It is often desirable to obtain a measure of the temperature of a fluid (e.g. a liquid or gas) inside of an enclosed tank, such as a water heater tank. While water heaters are described below as one example application, it should be recognized that there are many other applications where it may be desirable to obtain a measure of the temperature of a fluid inside of an enclosed tank. For example, in some industrial applications, it may be desirable to obtain a measure of the temperature of a fluid passing through a supply pipe that is supplying a constituent to an industrial process. In another example, in a food processing application, it may be desirable to obtain a measure of the temperature of a fluid that is in a distilling tower or a fermenting vat. These are just some examples.
Water heaters are used in homes, businesses and just about any establishment having the need for heated water. A conventional water heater typically has at least one heating element or “heater,” such as a gas-fired and/or electric burner. Each water heater also typically has at least one thermostat or controller for controlling the heater. The controller typically receives signals related to the temperature of the water within the water heater tank, often from a temperature sensor that is thermally engaged with the water in the water heater tank.
In some instances, a water heater may operate in accordance with a first temperature set point and a second temperature set point. The difference between the first and second temperature set point may be referred to as the temperature differential of the water heater. When temperature signals from the temperature sensor indicate that the water temperature is below the first set point, for example when the water temperature is below about 120° F., the controller may turn on the heater and the water within the water heater tank begins to heat. After some time, the water temperature within the water heater tank will increase to the second set point, which, for example may be about 140° F. At this point, the controller may cause the heater to reduce its heat output or, alternatively, causes the heater to turn off. This heat cycle begins again when the water temperature within the water heater tank cools down below the first set point.
For a gas fired water heater, a temperature sensor, a gas valve and a controller are often mounted relative to the water heater tank.

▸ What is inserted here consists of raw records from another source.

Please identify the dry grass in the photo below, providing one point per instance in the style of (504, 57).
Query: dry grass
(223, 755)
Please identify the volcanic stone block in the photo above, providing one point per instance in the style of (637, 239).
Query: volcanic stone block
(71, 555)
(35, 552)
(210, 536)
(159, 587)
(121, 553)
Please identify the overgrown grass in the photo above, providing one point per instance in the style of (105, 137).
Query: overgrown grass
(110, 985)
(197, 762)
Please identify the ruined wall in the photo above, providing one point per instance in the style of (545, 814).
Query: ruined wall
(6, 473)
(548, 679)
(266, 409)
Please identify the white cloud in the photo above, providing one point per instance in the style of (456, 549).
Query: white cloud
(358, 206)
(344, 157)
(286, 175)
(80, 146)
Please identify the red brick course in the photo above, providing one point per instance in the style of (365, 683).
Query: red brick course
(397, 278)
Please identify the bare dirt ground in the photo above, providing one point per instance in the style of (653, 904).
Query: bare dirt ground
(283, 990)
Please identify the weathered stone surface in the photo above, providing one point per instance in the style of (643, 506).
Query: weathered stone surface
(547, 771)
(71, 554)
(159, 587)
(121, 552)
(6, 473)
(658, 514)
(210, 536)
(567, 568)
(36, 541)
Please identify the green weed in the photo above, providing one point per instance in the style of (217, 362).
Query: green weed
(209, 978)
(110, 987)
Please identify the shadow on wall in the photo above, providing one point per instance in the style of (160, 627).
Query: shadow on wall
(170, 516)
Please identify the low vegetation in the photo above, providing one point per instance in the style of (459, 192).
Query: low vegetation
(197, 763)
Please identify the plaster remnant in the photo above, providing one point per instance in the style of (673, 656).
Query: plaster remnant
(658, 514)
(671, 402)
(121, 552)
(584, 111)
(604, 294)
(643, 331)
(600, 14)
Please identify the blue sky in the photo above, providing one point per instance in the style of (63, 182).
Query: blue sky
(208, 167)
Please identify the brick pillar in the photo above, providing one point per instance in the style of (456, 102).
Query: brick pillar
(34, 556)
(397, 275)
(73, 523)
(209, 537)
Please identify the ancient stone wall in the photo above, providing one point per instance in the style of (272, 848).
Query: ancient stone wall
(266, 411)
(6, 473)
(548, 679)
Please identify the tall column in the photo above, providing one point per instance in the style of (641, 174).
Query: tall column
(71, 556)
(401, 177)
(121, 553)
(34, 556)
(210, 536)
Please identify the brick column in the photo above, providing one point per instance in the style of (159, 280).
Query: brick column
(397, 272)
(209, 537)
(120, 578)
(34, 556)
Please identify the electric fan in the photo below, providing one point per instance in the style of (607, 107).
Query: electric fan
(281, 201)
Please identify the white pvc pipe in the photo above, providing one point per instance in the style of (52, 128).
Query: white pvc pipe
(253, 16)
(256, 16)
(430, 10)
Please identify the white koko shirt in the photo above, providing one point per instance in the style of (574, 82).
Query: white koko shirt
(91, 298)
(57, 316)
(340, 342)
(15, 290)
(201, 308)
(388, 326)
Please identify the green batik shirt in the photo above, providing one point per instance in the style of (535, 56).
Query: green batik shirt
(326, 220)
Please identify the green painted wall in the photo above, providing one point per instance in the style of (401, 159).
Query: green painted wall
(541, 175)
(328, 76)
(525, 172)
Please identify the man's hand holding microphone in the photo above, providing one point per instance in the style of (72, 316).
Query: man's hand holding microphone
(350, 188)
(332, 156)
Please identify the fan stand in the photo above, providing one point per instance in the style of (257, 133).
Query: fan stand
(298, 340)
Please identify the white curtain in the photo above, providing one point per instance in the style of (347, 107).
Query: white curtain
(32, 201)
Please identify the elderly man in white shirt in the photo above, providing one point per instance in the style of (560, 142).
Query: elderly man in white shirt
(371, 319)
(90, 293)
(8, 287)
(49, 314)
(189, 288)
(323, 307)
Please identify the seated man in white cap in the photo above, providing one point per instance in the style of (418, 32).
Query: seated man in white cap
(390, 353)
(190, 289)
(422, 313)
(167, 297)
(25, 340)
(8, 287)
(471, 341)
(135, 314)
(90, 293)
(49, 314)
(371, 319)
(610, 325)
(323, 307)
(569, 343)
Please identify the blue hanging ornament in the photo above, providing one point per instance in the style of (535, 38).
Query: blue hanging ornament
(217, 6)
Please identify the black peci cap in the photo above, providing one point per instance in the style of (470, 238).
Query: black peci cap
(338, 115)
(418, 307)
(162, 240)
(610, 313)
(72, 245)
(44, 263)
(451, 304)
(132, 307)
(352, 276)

The controller typically receives a temperature signal from the temperature sensor. In some cases, the temperature sensor may protrude into and is thermally coupled to the water in the water heater tank. The controller typically is programmed to control the gas valve such that the temperature of the water in the water heater tank remains between the first and second temperature set points, as described above. For an electric water heater, a temperature sensor, a power delivery unit and a controller may be mounted to the water heater tank. In this case, the controller may control the power delivery unit such that the temperature of the water in the water heater tank is kept between the first and second temperature set points.
In some water heater applications, the temperature sensor may be an immersion-type sensor that, when installed, is immersed in the water to maximize conductive and convective heat transfer with the water in the water heater tank. Such placement of the temperature sensor provides direct contact with the water in the water heater tank, and consequently may provide a fairly accurate measure of water temperature. However, immersion-type sensors typically require a waterproof seal between the sensor and the water heater tank. Also, if the sensor fails and needs to be replaced, the water must typically be drained from the water heater tank.
In some applications, the temperature sensor may be a non-immersion-type sensor that is not immersed in the water of the water heater tank, but rather senses the water temperature from outside of the water heater tank, in some cases, a non-immersion-type temperature sensor may be placed adjacent to an outer wall of the water heater tank. In many cases, non-immersion type temperature sensors can be removed and replaced without draining the water from the water heater tank. However, non-immersion type temperature sensors often need to be placed relatively precisely with respect to the water heater tank in order to provide an accurate and/or reliable calculation of the water temperature inside of the water heater tank. What would be desirable is a device and method for more precisely mounting a non-immersion type temperature sensor relative to a tank, such as a water heater tank.